The mindset of entrepeneurs is unique. Nobel prize winning psychologist Daniel Kahneman told me he considers them “less loss-averse and more optimistic than other people (…) a small and rather atypical minority.”
This can render startup founders distinctly suited to get you to buy into their dream. Whether as a potential investor, client or employee.
Keep you guards up! Entrepeneurs, like other salespeople, can deploy countless subtle mindtricks to get you to “Yes”. A number of these are set out in Kahneman’s book “Thinking Fast and Slow”.
Ready for a test of a few of the most common types?

Maybe he’s not an entrepreneurial winner
“Look at our founder’s track record! His prior successful exit means he’s bound to strike gold again”
Behold the halo effect. Our mind is often overconfident in the labelling of people. A single positive achievement can lead us to brand someone a “winner”.
Let’s think a bit slower here. A successful exit does not give someone the Midas touch. The initial endeavour would have inevitable been helped by a high degree of luck. And the specific set of industry and market circumstances prevalent at the time are unlikely to be replicable.
A track record helps, but don’t believe the founder’s myth.

Nice customer story, but is it a profit-making reality?
“Our target client for our home-cleaning app is Peter, a 20-something year old single man. He works as an accountant, is quite introvert, enjoys video games and takeaways and lives in an apartment.”
Vivid illustrations can be very appealing. You can picture them clearly, which makes them seem more likely to be true. You start to buy into the overall storyline of the startup founder.
Congruency does not been profitability however. Are there enough Peters out there to form a viable market? And do they really dislike cleaning their own home or struggle to find cleaners? Would they be drawn to your solution?

It may be repeated ad nauseum, but that doesn’t make it true
“The hairdressing-space is in need of disruption!
The barbershop industry is outdated
It’s time for a new challenger to hairdressers”
Repetition drives a message home. Rehash a statement throughout a presentation and it starts to sink into people’s subconscious. Soon it will no longer be challenged.
Mind such mantra techniques! These isolated claims remain unproven assertion. What statistics are there to give it them a solid footing?

A stated valuation need not be the starting point
“We are valuing our business at $10m post money. So your $100k investment will get you 1% of the share capital. Interested?”
In negotiations the first person to reveal a number has a psychological advantage. It forces their counterpart to recalibrate his or her thinking.
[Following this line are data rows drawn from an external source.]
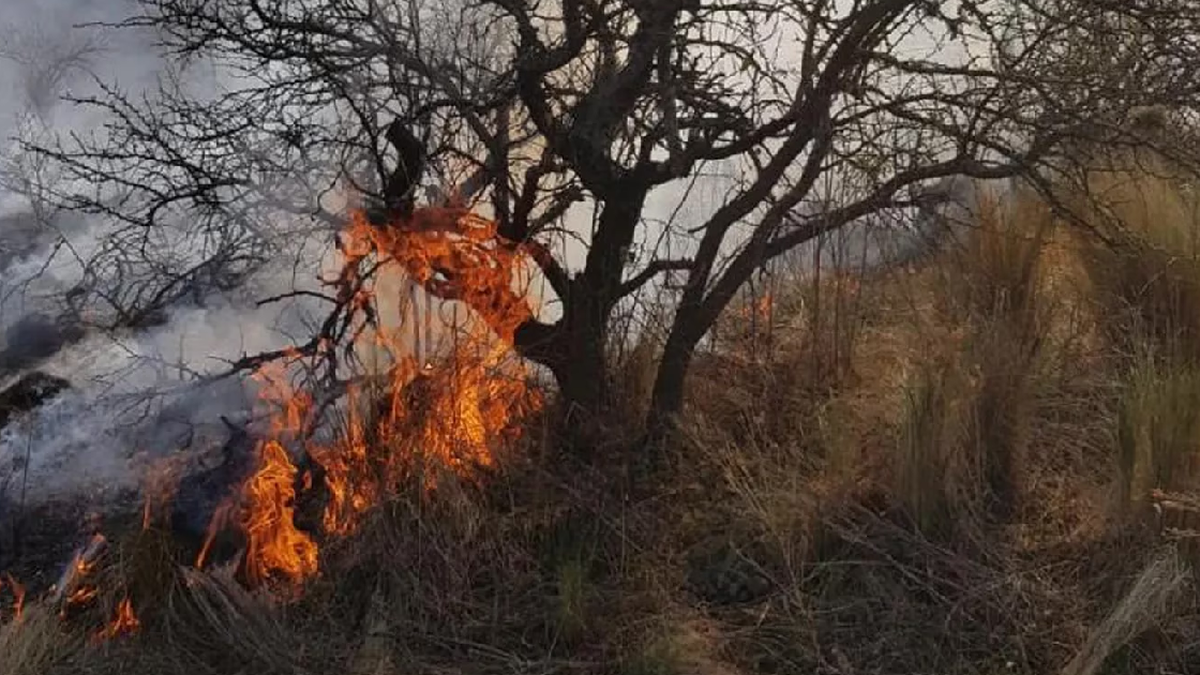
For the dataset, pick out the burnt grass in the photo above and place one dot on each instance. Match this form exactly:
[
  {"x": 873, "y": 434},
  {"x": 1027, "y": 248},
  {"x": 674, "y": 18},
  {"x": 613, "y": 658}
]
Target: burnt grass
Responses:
[{"x": 832, "y": 505}]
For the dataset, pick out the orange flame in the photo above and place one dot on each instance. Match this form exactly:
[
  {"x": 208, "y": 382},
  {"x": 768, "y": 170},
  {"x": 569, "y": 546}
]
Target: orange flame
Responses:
[
  {"x": 125, "y": 622},
  {"x": 275, "y": 544},
  {"x": 18, "y": 595},
  {"x": 454, "y": 413}
]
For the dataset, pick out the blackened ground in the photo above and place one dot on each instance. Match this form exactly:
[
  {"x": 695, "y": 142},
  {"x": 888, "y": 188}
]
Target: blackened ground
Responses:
[
  {"x": 36, "y": 542},
  {"x": 30, "y": 392}
]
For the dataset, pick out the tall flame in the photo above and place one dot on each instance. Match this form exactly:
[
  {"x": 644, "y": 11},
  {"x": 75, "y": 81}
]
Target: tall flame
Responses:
[{"x": 453, "y": 412}]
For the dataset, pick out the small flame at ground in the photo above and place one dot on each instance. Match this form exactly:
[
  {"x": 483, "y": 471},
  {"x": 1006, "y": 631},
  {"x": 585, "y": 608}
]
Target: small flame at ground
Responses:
[{"x": 125, "y": 622}]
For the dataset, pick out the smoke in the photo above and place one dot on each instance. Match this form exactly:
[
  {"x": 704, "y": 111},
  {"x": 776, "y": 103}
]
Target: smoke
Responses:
[{"x": 133, "y": 394}]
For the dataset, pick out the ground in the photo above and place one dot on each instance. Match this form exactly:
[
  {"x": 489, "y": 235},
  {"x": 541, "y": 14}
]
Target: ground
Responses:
[{"x": 948, "y": 470}]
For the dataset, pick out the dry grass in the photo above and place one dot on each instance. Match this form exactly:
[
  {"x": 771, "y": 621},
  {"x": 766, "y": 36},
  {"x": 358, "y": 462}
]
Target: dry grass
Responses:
[{"x": 909, "y": 473}]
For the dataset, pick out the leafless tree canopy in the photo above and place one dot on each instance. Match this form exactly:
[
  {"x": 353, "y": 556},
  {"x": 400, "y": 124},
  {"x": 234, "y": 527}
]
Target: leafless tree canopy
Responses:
[{"x": 829, "y": 112}]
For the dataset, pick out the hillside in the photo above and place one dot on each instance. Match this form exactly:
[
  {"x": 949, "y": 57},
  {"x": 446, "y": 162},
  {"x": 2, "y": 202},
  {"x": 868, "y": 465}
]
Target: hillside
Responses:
[{"x": 979, "y": 464}]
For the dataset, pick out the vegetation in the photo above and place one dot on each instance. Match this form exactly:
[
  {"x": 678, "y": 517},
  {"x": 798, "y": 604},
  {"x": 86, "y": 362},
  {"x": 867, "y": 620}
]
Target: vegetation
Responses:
[{"x": 970, "y": 490}]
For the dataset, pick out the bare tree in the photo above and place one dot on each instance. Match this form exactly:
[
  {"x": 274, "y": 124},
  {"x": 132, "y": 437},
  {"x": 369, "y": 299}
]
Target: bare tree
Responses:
[{"x": 850, "y": 106}]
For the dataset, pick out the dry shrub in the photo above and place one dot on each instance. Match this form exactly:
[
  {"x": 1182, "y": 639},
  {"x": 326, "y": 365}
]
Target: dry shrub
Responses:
[
  {"x": 36, "y": 643},
  {"x": 1158, "y": 428},
  {"x": 1146, "y": 268},
  {"x": 971, "y": 401}
]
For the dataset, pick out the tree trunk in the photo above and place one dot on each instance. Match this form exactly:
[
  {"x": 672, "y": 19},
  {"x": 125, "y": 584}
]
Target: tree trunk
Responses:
[{"x": 670, "y": 382}]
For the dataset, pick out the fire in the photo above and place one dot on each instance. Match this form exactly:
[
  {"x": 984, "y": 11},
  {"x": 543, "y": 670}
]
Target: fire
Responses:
[
  {"x": 275, "y": 544},
  {"x": 18, "y": 596},
  {"x": 125, "y": 622},
  {"x": 451, "y": 412}
]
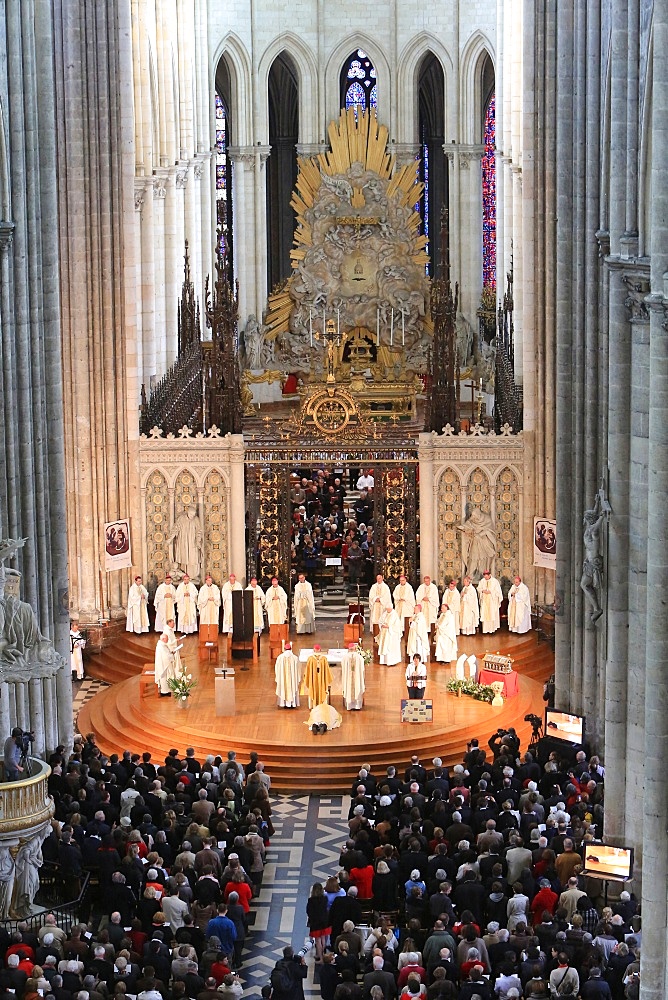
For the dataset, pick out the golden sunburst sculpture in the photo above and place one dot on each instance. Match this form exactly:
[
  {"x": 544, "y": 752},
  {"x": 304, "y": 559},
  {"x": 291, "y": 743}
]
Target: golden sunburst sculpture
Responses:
[{"x": 358, "y": 257}]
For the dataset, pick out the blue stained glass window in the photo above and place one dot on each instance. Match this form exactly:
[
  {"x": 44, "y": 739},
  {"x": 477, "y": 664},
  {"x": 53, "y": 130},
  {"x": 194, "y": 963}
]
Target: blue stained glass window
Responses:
[{"x": 489, "y": 197}]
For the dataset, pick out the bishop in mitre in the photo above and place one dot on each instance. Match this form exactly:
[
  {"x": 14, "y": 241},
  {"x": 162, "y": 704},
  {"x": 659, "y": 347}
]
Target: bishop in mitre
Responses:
[
  {"x": 317, "y": 678},
  {"x": 379, "y": 598},
  {"x": 208, "y": 602},
  {"x": 352, "y": 678},
  {"x": 258, "y": 604},
  {"x": 287, "y": 678},
  {"x": 418, "y": 635},
  {"x": 519, "y": 607},
  {"x": 304, "y": 606},
  {"x": 427, "y": 596},
  {"x": 137, "y": 617},
  {"x": 164, "y": 602},
  {"x": 186, "y": 603}
]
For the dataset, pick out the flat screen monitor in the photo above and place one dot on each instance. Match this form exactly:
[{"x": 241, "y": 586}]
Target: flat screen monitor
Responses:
[
  {"x": 609, "y": 862},
  {"x": 562, "y": 726}
]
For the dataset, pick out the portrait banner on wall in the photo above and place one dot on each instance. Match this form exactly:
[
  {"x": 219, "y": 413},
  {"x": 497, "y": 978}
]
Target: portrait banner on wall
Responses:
[
  {"x": 117, "y": 551},
  {"x": 545, "y": 543}
]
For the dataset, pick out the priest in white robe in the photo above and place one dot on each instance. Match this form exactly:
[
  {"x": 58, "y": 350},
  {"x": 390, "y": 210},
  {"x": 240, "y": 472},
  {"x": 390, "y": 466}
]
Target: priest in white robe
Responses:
[
  {"x": 230, "y": 585},
  {"x": 186, "y": 603},
  {"x": 452, "y": 599},
  {"x": 418, "y": 635},
  {"x": 389, "y": 638},
  {"x": 208, "y": 602},
  {"x": 288, "y": 677},
  {"x": 164, "y": 602},
  {"x": 276, "y": 603},
  {"x": 379, "y": 598},
  {"x": 304, "y": 606},
  {"x": 446, "y": 636},
  {"x": 258, "y": 605},
  {"x": 519, "y": 607},
  {"x": 164, "y": 664},
  {"x": 490, "y": 595},
  {"x": 427, "y": 596},
  {"x": 137, "y": 617},
  {"x": 352, "y": 678},
  {"x": 404, "y": 600},
  {"x": 469, "y": 612}
]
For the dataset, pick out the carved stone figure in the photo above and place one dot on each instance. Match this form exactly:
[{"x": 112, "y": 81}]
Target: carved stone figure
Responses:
[
  {"x": 188, "y": 536},
  {"x": 478, "y": 543},
  {"x": 592, "y": 565}
]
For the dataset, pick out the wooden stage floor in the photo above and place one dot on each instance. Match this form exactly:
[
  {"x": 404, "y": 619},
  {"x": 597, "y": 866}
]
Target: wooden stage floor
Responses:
[{"x": 295, "y": 759}]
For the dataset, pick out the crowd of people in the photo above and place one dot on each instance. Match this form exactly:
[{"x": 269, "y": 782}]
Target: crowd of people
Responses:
[{"x": 468, "y": 883}]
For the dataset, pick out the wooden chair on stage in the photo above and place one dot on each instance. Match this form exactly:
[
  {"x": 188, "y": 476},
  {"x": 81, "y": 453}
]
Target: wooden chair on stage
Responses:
[{"x": 208, "y": 643}]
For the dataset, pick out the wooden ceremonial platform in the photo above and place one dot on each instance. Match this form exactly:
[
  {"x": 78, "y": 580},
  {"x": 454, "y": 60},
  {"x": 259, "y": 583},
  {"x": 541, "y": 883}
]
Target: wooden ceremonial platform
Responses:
[{"x": 296, "y": 760}]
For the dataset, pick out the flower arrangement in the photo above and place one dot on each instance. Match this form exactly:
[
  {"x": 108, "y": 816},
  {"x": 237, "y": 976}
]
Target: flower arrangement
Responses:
[
  {"x": 481, "y": 692},
  {"x": 181, "y": 684}
]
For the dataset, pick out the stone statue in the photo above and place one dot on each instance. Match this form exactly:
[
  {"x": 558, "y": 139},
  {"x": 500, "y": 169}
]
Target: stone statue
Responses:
[
  {"x": 188, "y": 536},
  {"x": 478, "y": 543},
  {"x": 592, "y": 565},
  {"x": 254, "y": 342}
]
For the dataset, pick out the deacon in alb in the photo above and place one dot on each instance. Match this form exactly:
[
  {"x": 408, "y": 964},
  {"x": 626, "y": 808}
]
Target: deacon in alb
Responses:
[
  {"x": 452, "y": 599},
  {"x": 389, "y": 637},
  {"x": 519, "y": 607},
  {"x": 186, "y": 603},
  {"x": 208, "y": 602},
  {"x": 258, "y": 605},
  {"x": 446, "y": 636},
  {"x": 469, "y": 612},
  {"x": 288, "y": 676},
  {"x": 427, "y": 596},
  {"x": 352, "y": 678},
  {"x": 226, "y": 597},
  {"x": 490, "y": 594},
  {"x": 137, "y": 619},
  {"x": 304, "y": 606},
  {"x": 379, "y": 598},
  {"x": 164, "y": 602},
  {"x": 276, "y": 603}
]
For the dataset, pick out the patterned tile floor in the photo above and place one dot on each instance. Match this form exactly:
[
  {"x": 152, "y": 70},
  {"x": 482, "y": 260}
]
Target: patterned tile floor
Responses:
[{"x": 305, "y": 849}]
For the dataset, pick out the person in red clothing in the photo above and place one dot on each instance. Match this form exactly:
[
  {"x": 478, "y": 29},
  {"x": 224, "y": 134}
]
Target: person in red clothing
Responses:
[
  {"x": 545, "y": 899},
  {"x": 362, "y": 877}
]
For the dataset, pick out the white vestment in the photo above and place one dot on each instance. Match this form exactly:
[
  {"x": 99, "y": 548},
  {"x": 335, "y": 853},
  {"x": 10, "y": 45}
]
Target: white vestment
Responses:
[
  {"x": 352, "y": 679},
  {"x": 519, "y": 608},
  {"x": 427, "y": 596},
  {"x": 164, "y": 666},
  {"x": 418, "y": 637},
  {"x": 77, "y": 643},
  {"x": 490, "y": 594},
  {"x": 379, "y": 598},
  {"x": 226, "y": 598},
  {"x": 288, "y": 676},
  {"x": 258, "y": 607},
  {"x": 452, "y": 599},
  {"x": 137, "y": 618},
  {"x": 304, "y": 605},
  {"x": 276, "y": 603},
  {"x": 404, "y": 600},
  {"x": 389, "y": 639},
  {"x": 186, "y": 603},
  {"x": 446, "y": 637},
  {"x": 164, "y": 602},
  {"x": 208, "y": 602},
  {"x": 469, "y": 614}
]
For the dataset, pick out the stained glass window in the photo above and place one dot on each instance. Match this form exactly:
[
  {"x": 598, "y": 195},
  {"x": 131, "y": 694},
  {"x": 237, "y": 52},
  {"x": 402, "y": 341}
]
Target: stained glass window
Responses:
[
  {"x": 358, "y": 82},
  {"x": 489, "y": 197}
]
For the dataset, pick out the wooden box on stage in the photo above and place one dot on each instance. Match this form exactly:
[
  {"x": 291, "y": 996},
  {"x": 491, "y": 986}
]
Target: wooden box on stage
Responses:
[
  {"x": 278, "y": 634},
  {"x": 208, "y": 642}
]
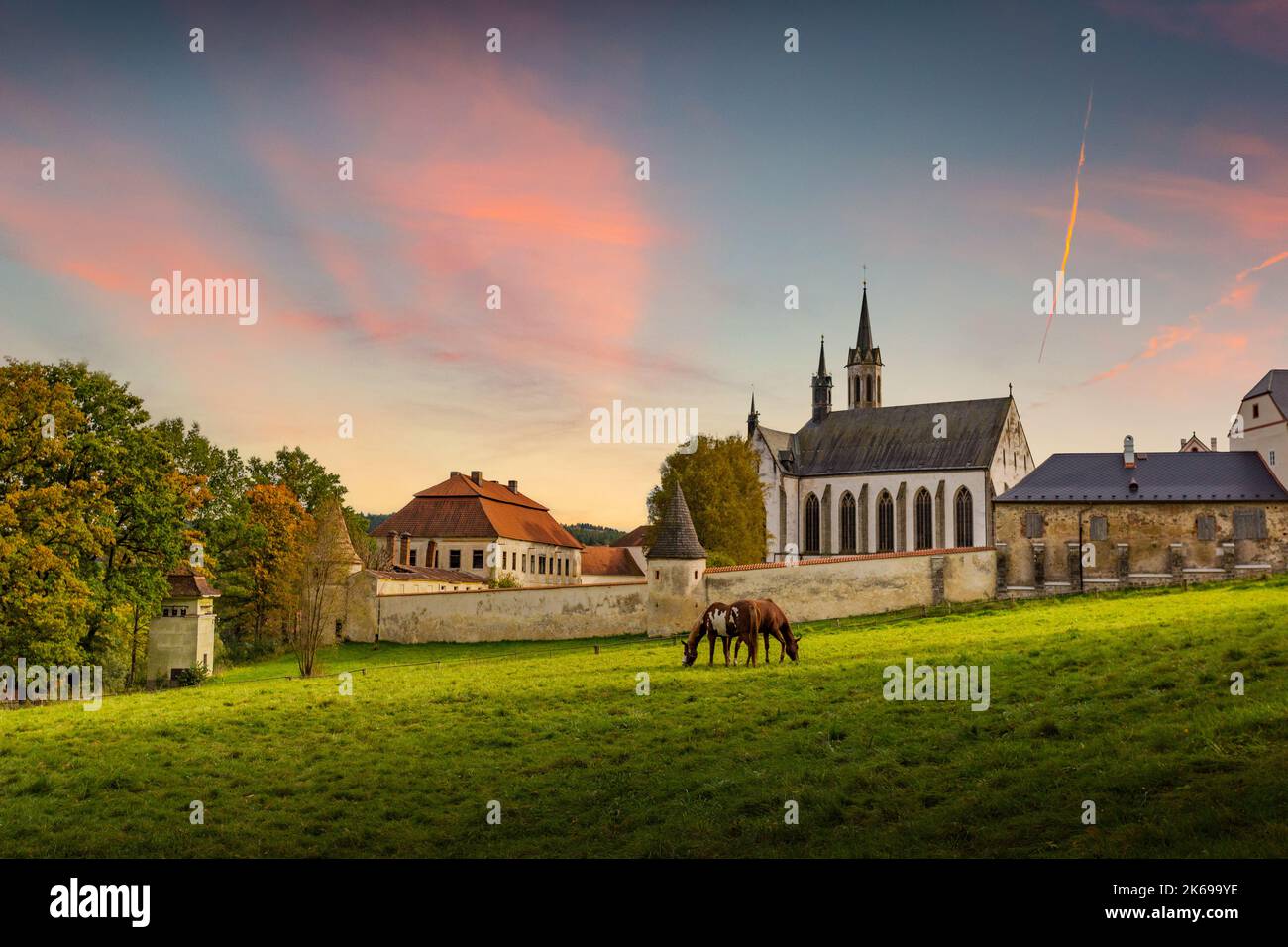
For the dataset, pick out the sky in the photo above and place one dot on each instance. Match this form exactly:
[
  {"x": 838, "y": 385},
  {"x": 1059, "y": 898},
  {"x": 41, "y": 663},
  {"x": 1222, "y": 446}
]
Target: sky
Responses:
[{"x": 518, "y": 169}]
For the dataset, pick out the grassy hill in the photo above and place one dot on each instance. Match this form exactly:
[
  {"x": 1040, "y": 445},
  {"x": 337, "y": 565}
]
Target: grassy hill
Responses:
[{"x": 1122, "y": 699}]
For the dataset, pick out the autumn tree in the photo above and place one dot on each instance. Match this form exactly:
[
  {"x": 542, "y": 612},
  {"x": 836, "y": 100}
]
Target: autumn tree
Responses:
[
  {"x": 261, "y": 565},
  {"x": 329, "y": 558},
  {"x": 725, "y": 499},
  {"x": 93, "y": 512}
]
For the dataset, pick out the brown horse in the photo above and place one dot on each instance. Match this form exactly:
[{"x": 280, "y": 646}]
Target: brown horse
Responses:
[
  {"x": 717, "y": 621},
  {"x": 772, "y": 621}
]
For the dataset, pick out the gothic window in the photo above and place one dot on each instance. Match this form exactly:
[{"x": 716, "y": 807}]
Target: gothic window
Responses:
[
  {"x": 1249, "y": 525},
  {"x": 848, "y": 523},
  {"x": 925, "y": 525},
  {"x": 885, "y": 523},
  {"x": 964, "y": 519},
  {"x": 811, "y": 530}
]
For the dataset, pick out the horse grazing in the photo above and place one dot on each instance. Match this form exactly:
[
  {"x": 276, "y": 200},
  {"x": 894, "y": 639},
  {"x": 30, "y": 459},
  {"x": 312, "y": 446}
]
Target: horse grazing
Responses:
[
  {"x": 771, "y": 621},
  {"x": 717, "y": 621}
]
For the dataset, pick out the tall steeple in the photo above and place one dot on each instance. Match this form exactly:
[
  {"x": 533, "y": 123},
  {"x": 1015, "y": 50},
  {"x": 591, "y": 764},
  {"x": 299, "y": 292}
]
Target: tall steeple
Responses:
[
  {"x": 863, "y": 368},
  {"x": 822, "y": 385},
  {"x": 864, "y": 324}
]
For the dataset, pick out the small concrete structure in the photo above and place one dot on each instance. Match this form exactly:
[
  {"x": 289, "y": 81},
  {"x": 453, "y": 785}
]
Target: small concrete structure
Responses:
[{"x": 183, "y": 635}]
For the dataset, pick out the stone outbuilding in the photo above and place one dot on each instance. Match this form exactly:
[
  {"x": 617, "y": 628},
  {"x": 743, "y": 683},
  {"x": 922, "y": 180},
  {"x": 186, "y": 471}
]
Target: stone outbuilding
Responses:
[
  {"x": 183, "y": 635},
  {"x": 1107, "y": 521},
  {"x": 677, "y": 562}
]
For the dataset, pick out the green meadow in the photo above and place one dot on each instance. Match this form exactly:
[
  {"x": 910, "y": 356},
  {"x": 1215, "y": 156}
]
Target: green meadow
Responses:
[{"x": 1122, "y": 699}]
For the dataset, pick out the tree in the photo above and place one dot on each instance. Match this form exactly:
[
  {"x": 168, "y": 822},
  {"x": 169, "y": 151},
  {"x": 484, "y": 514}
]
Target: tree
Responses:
[
  {"x": 722, "y": 489},
  {"x": 262, "y": 562},
  {"x": 301, "y": 474},
  {"x": 322, "y": 573},
  {"x": 91, "y": 510}
]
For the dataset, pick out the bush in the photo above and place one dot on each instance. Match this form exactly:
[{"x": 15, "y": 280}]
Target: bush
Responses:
[{"x": 191, "y": 677}]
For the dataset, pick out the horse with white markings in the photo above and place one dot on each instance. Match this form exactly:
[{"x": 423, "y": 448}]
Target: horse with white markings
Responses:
[{"x": 717, "y": 621}]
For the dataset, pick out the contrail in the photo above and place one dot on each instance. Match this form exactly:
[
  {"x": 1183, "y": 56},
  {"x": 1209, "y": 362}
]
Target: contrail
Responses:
[{"x": 1073, "y": 214}]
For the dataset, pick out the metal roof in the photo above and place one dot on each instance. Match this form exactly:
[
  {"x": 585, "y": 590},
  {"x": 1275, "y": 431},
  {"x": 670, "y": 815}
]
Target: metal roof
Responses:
[{"x": 1163, "y": 476}]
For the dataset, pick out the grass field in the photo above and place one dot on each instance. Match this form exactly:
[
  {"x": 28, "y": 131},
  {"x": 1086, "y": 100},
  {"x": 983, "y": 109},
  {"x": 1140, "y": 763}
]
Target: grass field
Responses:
[{"x": 1122, "y": 699}]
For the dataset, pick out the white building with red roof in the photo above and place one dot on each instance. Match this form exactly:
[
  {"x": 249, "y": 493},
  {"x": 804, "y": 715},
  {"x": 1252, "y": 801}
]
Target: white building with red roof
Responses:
[{"x": 482, "y": 528}]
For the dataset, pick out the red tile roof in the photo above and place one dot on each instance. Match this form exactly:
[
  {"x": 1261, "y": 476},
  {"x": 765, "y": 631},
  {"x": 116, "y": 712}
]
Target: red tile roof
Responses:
[
  {"x": 185, "y": 583},
  {"x": 608, "y": 561},
  {"x": 462, "y": 508},
  {"x": 423, "y": 574}
]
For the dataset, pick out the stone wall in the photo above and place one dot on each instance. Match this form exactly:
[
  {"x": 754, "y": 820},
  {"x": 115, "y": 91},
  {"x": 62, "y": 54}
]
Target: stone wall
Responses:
[
  {"x": 841, "y": 586},
  {"x": 1146, "y": 544},
  {"x": 670, "y": 600},
  {"x": 179, "y": 643},
  {"x": 493, "y": 615}
]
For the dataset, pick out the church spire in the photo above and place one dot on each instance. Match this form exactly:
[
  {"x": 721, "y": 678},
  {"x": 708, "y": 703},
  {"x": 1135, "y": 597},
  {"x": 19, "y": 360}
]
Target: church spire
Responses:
[
  {"x": 822, "y": 386},
  {"x": 864, "y": 344},
  {"x": 863, "y": 368}
]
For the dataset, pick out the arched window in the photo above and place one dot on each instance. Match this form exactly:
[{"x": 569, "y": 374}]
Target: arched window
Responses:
[
  {"x": 925, "y": 527},
  {"x": 849, "y": 519},
  {"x": 964, "y": 518},
  {"x": 885, "y": 523},
  {"x": 811, "y": 525}
]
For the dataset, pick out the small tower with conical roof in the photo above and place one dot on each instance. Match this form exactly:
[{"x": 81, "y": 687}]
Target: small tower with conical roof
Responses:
[
  {"x": 822, "y": 385},
  {"x": 675, "y": 565},
  {"x": 863, "y": 368}
]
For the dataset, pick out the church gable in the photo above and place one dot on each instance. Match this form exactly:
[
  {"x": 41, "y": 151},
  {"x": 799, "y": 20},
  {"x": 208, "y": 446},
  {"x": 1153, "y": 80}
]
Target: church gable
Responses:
[{"x": 943, "y": 436}]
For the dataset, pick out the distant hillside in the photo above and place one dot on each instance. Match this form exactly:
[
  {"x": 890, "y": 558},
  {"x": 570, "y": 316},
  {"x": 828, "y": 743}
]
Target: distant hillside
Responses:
[
  {"x": 590, "y": 535},
  {"x": 375, "y": 519}
]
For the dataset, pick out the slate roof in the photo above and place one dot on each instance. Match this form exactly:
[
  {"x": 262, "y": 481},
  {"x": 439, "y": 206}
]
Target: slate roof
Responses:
[
  {"x": 608, "y": 561},
  {"x": 1163, "y": 476},
  {"x": 460, "y": 508},
  {"x": 1275, "y": 384},
  {"x": 677, "y": 539},
  {"x": 875, "y": 440}
]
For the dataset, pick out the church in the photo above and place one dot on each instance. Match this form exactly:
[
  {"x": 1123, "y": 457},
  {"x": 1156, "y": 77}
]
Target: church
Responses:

In this case, you may have had $2m as an opening gambit. However the $10m makes this seem overly greedy, potentially forcing you to start negotiations at $4m or higher.
Be careful of such re-benchmarking. This $10m figure is an aspiration, not grounded by hard, sizeable investments.
If you consider the proposal outlandish you may just have to refuse to seriously negotiate until it is withdrawn. Or walk away.

Yes, this may give you a big fear of missing out. But you should be more afraid of a fear of getting carried away — by entrepreneurial optimism.